W Turcji archeolodzy odnaleźli 1900-letni Dom Letni, który należał do rodziny cesarza Marka Aureliusza.
Niewiele wiemy o życiu rodzin elit starożytnych Rzymian, gdyż zwykle zostaje ono przyćmione przez historie o ich wojnach i triumfach, czy monumentalnych budowlach i spuściźnie starożytnych mieszkańców Rzymu. Teraz dokonano odkrycia mającego blisko 1900 lat osiedla wiejskiego, znajdującego się w południowo-zachodniej Turcji, które było letnia posiadłością rodziny cesarza Marka Aureliusza.
Prace archeologiczne na tym terenie ruszyły dopiero w 2008 roku. Antyczne miasto Kibyra dotychczas było znane jedynie z inskrypcji. Jednak postępujące prace archeologiczne ujawniły ogromne posiadłości wiejskie na tym terenie. Mimo wielu uszkodzeń, resztki budynków z mozaikami i marmurowymi dekoracjami widocznie się wyróżniały. Wedle badań archeologów, posiadłości należały do rzymskiej arystokracji, a cztery z owych posiadłości należały do rodziny cesarskiej. Posiadłości te, gdzie prawdopodobnie wytwarzano wina, nie tylko dawały swoim właścicielom bogactwo, lecz także pełniły funkcję „domków wakacyjnych”.

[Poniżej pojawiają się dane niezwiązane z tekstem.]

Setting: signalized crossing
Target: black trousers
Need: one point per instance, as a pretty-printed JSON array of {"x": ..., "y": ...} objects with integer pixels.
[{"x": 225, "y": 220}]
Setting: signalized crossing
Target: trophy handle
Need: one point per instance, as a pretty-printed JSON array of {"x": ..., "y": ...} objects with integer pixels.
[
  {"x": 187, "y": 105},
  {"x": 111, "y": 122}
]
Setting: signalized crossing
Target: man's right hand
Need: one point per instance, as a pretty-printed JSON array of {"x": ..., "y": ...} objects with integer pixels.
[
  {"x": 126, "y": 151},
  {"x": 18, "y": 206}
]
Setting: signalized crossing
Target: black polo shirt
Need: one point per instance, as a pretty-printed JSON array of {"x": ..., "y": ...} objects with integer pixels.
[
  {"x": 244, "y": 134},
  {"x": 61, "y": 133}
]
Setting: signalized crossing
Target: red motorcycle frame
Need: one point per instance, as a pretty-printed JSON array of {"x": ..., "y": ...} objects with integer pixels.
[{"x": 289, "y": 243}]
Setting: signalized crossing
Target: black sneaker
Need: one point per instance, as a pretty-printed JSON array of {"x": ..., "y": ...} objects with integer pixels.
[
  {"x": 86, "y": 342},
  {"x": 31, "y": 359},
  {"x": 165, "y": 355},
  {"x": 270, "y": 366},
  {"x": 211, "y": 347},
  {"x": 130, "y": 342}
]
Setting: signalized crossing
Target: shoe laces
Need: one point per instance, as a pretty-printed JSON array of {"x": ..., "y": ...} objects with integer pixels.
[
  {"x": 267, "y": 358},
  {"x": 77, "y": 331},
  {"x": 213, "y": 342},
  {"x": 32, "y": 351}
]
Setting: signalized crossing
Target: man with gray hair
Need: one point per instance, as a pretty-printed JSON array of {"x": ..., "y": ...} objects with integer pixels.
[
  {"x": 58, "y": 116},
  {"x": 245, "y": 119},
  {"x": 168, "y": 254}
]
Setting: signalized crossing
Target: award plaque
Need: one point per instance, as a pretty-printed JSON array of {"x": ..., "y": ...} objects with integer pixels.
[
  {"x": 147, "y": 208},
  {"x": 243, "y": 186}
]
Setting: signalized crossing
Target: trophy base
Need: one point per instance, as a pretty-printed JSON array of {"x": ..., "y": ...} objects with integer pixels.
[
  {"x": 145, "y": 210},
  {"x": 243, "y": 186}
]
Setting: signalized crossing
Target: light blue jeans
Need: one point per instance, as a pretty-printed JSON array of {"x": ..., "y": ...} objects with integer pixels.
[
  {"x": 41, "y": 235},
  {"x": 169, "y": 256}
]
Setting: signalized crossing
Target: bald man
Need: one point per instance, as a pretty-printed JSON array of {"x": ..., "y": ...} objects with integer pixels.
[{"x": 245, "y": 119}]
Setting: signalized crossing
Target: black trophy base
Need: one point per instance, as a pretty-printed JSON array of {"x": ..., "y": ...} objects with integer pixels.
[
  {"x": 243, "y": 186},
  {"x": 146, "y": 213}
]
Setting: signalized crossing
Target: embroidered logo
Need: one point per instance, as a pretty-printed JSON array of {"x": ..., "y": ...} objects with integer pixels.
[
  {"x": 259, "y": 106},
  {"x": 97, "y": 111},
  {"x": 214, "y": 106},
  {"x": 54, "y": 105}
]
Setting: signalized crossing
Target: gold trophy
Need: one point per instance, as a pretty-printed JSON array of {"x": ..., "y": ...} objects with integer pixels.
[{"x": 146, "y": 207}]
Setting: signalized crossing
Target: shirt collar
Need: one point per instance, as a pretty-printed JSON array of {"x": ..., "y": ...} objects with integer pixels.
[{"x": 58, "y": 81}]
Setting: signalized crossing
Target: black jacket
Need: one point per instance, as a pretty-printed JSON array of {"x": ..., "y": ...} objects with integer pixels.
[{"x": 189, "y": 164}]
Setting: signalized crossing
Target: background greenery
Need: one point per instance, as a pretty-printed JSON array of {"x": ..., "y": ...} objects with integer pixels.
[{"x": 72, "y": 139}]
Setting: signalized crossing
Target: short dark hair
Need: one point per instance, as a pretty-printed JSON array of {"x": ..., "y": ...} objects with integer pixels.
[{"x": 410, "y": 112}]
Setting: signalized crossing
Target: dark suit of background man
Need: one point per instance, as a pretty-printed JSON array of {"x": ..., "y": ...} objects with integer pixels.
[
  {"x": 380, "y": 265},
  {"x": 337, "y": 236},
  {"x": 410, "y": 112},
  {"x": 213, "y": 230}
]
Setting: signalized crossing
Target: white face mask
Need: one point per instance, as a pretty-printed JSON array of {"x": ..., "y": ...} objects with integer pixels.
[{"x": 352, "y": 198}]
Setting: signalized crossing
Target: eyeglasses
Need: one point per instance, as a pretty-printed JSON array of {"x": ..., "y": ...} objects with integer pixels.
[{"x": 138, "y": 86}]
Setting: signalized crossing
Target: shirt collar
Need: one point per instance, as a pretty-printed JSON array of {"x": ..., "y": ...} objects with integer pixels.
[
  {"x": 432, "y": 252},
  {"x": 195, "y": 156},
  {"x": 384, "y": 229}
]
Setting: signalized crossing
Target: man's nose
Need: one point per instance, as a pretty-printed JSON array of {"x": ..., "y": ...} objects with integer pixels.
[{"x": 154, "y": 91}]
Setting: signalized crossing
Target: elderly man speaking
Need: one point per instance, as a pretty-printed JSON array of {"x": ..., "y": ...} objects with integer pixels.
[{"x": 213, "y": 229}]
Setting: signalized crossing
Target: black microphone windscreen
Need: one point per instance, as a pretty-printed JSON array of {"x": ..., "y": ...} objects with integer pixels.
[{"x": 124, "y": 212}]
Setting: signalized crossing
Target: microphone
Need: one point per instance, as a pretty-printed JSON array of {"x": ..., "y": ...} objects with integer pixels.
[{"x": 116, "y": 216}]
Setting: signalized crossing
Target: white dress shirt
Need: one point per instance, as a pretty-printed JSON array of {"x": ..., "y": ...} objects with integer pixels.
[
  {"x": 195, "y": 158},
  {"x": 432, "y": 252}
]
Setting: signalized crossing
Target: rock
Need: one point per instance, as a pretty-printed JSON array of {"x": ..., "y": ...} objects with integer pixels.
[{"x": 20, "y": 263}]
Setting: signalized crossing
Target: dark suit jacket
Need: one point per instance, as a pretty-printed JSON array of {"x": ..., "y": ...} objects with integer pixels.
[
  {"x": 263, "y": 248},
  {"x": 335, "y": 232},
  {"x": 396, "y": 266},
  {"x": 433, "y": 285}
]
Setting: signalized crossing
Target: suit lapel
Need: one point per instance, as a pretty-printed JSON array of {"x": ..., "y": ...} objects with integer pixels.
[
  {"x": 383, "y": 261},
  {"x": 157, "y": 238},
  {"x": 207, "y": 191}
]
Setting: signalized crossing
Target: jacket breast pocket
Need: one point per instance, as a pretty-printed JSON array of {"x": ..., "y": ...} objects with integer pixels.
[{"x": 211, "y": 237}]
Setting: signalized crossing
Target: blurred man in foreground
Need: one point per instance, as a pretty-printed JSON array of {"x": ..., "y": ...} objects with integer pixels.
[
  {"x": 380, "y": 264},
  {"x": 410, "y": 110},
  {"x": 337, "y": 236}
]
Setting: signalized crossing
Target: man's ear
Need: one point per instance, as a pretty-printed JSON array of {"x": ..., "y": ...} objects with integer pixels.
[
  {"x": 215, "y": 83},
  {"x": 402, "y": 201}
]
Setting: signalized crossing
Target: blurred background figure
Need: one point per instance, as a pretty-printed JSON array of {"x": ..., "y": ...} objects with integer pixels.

Wiadomo na pewno, że jedna z posiadłości należała do siostry cesarza, Anni Aurelii Faustyny. Samo miasto zyskało na znaczeniu dopiero w I wieku, po rzymskim podboju tych terenów. Stało się ważnym ośrodkiem handlu regionalnego. Miasto wspomina Strabon około 2 000 lat temu, jako takie, które może zapewnić 30 000 żołnierzy i 2000 jeźdźców (Strabon, Geografia, 13.4).
Oprócz tego odkrycia, austriaccy archeolodzy zidentyfikowali także osadnictwo datowane na VII-VI wiek p.n.e. Miasto to było położone około 10 km od późniejszego miasta hellenistycznego, znajdującego się na małym półwyspie Jeziora Gölhisar. Wówczas nazywało się Kabalis i należało do południowych peryferiów imperium lydowskiego, rządzonego przez legendarnego króla Croesusa.